By Errol Oh, executive editor of The Star
In some assessments of potential corporate offers or deals, independent advisers are discombobulating investors with seemingly ambivalent advice. It all boils down to the definition of two words.
Soon, the capital market and investors may require the expertise of etymologists, given the recent string of cases of independent advisers (IAs) concluding that proposed corporate exercises are ‘not fair but reasonable’.
Who can blame the minority shareholders of listed companies for feeling confused and powerless when presented with seemingly ambivalent advice?

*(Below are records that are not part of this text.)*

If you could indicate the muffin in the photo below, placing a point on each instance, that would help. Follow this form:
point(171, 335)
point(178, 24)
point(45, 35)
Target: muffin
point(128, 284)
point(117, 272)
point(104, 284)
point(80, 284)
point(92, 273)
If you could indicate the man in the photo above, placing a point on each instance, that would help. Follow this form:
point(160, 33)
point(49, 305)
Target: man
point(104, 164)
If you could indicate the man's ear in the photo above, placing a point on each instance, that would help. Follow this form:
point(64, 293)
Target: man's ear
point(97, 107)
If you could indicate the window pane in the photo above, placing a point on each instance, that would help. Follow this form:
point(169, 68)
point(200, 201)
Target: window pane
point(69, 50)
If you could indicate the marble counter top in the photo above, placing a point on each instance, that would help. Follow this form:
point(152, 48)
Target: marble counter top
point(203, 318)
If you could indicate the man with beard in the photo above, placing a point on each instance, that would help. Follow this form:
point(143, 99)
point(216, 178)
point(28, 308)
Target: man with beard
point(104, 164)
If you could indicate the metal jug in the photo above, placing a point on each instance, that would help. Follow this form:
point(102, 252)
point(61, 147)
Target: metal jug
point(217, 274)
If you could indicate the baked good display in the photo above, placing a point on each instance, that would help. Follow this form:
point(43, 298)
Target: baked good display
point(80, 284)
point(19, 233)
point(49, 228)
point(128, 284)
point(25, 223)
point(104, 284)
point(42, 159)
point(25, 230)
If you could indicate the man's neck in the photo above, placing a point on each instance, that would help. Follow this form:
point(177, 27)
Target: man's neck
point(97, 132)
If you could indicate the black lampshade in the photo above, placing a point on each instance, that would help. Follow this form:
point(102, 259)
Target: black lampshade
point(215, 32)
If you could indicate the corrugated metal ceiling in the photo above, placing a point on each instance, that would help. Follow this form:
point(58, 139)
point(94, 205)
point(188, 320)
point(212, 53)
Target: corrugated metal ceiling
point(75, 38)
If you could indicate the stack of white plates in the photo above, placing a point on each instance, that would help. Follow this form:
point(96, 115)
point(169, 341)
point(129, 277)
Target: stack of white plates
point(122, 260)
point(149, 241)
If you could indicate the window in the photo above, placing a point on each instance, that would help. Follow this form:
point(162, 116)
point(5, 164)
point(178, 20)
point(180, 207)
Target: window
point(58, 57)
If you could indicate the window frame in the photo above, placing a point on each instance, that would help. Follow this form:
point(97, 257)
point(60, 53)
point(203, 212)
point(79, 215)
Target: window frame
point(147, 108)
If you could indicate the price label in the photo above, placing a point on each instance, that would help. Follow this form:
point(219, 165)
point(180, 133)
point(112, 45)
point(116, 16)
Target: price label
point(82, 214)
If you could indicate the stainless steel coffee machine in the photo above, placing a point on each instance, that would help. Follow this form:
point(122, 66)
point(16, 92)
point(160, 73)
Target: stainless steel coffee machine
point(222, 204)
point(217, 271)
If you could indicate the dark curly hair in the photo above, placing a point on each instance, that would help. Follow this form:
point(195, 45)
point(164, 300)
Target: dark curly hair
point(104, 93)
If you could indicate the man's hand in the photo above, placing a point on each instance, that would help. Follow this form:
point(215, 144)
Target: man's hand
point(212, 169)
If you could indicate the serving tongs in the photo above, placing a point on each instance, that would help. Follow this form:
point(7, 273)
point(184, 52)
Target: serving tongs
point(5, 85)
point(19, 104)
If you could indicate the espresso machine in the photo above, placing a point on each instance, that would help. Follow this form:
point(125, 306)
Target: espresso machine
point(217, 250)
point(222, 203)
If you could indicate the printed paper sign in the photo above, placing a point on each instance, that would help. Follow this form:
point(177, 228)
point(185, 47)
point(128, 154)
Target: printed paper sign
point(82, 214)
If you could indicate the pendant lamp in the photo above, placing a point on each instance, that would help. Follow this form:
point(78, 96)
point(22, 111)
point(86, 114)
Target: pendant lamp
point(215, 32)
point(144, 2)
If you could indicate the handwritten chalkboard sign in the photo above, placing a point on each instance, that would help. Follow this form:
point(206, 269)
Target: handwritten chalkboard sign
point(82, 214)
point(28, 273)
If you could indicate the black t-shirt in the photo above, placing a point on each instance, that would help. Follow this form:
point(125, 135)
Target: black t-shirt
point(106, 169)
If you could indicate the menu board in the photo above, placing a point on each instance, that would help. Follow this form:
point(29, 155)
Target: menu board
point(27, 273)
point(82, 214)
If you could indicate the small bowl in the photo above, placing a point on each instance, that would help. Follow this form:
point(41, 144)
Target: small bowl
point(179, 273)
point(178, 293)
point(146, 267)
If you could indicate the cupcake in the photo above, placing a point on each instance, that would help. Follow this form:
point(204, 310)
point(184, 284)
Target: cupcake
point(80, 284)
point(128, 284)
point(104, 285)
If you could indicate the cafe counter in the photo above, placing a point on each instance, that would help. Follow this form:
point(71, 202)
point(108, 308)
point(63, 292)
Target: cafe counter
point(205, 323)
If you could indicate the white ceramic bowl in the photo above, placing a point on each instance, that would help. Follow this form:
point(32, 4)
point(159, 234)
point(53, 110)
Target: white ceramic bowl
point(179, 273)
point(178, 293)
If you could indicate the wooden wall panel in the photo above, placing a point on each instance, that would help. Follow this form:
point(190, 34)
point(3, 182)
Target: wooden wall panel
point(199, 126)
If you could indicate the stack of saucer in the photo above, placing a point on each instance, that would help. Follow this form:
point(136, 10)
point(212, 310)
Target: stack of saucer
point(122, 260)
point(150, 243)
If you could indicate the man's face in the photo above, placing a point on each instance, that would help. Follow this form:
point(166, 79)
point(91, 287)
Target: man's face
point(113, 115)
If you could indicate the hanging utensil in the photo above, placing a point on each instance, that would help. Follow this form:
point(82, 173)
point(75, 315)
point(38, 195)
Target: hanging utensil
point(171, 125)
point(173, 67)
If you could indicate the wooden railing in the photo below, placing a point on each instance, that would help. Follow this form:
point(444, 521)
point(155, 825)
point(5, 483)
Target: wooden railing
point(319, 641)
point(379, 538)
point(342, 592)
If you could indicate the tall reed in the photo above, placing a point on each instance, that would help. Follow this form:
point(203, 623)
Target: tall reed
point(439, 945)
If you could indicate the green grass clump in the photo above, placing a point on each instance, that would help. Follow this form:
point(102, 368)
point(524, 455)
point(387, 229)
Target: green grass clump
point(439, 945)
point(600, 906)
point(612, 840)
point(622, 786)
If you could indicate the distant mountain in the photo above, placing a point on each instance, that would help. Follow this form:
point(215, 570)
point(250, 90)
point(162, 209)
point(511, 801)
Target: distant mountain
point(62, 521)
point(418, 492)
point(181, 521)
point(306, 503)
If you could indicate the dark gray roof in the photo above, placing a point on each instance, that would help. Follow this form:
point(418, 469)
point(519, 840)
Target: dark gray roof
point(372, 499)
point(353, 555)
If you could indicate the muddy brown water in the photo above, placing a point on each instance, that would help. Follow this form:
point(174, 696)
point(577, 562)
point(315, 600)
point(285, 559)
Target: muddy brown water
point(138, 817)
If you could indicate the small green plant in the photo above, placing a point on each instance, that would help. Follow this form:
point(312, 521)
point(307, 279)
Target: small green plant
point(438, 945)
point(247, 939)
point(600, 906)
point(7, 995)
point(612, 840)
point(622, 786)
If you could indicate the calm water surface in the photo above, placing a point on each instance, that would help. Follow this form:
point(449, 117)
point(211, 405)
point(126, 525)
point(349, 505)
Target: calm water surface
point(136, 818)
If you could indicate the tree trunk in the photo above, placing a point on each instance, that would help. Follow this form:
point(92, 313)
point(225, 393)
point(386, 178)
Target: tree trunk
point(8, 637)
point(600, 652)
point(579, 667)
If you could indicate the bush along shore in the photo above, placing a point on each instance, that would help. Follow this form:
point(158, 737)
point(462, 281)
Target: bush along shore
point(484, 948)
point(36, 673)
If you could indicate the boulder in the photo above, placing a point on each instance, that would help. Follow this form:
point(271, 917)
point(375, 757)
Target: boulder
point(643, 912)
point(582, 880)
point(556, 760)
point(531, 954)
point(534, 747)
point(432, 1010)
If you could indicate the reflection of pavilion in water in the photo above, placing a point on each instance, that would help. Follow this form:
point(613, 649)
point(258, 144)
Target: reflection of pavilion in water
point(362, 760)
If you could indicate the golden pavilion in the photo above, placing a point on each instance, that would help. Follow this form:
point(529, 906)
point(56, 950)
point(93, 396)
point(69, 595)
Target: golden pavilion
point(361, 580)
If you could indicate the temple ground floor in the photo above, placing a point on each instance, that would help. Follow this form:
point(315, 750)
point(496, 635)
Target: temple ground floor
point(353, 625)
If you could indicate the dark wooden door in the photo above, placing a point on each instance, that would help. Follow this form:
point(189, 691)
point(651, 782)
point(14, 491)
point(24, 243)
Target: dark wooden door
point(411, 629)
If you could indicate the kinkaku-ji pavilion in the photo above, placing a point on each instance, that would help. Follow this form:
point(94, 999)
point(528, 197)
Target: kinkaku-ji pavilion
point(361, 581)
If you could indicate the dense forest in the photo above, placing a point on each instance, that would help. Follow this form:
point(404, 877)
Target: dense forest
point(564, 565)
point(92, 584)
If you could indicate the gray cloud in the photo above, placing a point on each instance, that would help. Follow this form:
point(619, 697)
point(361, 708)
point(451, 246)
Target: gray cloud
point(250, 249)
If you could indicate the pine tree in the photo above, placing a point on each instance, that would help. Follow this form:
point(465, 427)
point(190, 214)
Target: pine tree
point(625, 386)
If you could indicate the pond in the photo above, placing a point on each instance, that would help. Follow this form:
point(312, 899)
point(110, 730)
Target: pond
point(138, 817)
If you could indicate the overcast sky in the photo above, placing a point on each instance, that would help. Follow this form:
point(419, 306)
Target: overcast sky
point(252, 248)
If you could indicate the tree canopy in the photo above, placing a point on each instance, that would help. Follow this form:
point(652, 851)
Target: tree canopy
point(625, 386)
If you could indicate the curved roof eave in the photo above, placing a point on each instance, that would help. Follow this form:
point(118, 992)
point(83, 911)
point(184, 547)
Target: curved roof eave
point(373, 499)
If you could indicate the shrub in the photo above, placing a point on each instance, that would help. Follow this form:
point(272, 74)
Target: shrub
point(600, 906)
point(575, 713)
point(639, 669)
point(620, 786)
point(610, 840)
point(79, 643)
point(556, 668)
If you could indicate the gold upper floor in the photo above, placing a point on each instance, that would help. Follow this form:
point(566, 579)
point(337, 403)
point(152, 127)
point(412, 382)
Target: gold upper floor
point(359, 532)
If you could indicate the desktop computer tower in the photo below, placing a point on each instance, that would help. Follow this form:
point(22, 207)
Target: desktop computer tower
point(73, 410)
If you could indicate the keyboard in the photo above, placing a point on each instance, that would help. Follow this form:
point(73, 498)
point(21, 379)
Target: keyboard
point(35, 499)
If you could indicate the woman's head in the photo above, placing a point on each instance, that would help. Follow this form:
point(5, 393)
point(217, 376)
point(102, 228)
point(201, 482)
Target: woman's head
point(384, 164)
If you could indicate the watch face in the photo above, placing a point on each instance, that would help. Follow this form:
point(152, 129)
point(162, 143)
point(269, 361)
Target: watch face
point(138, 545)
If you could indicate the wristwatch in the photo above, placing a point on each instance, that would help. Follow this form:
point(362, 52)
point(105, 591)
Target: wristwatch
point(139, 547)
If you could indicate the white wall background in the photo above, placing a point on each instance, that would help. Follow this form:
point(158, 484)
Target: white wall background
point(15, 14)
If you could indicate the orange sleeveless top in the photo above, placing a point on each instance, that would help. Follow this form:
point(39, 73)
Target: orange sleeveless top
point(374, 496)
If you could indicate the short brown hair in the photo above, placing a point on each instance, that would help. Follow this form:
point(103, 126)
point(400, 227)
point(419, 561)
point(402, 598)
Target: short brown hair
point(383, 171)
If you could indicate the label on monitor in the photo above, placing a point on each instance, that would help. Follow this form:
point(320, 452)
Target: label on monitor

The IA tells them an offer for their shares or a deal is unfair, but in the same breath, it recommends that they accept the offer or vote for the deal because it is deemed reasonable.
It all began in March 2010 when the Securities Commission (SC) issued a consultation paper on offer documentation for take-over and mergers. In it, the SC noted that IAs have evaluated the fairness and reasonableness of offers as a matter of market convention, and that in Malaysia ‘fair and reasonable’ was treated as a composite term. It was also pointed out that there was no definition for the term.
The SC says, ‘The Commission is of the view that since the standard of ‘fair and reasonable’ is used to determine whether an offer should be accepted or rejected, it is important that such a standard be clearly defined and interpreted in a consistent manner.’
Through the paper, the SC proposed to advise IAs on the interpretation of what is ‘fair and reasonable’. Last November, the proposed changes became part of the SC’s Practice Note 15 (PN15) of the Malaysian Code on Take-overs and Mergers 2010. A key difference is that the term ‘fair and reasonable’ is now two distinct criteria.
Assessing fairness of a take-over offer is quantifiable: if the offer price is equal to or higher than market price, but lower than the value of the securities that are the subject of the offer, the offer is considered ‘not fair’. Conversely, a fair offer is when the offer prices are equal to, or higher than, the value of the securities. Reasonableness is a bit more challenging to establish. Say the PN15: ‘In considering whether a takeover offer is ‘reasonable’, the IA should take into consideration matters other than the valuation of the securities that are the subject of the take-over offer.’
The PN15 specifies five factors that IAs should consider when evaluating reasonableness, but it also reminds IAs that they are expected to take into account ‘all relevant factors’. The decoupling of ‘reasonable and fair’ has paved the way for IAs to recommend acceptance of an offer or approval of a proposed transaction even if it is considered not fair but reasonable. This is how it is explained in PN15: ‘Generally, a takeover offer would be considered ‘reasonable’ if it is ‘fair’. Nevertheless, an IA may also recommend for shareholders to accept the take-over offer despite it being ‘not fair’, if the IA is of the view that there are sufficiently strong reasons to accept the offer in the absence of a higher bid than such reasons should be clearly explained’.
Even with explanation it is hard for most investors to digest advice that they should support something that is described as unfair yet reasonable. IAs are meant to safeguard the interest of shareholders by enabling them to make informed decision on certain transactions. However, when investors find it difficult to take independent advice, it is neither a fair nor reasonable solution.
This article first appeared in Accounting and Business magazine, May edition, 2013.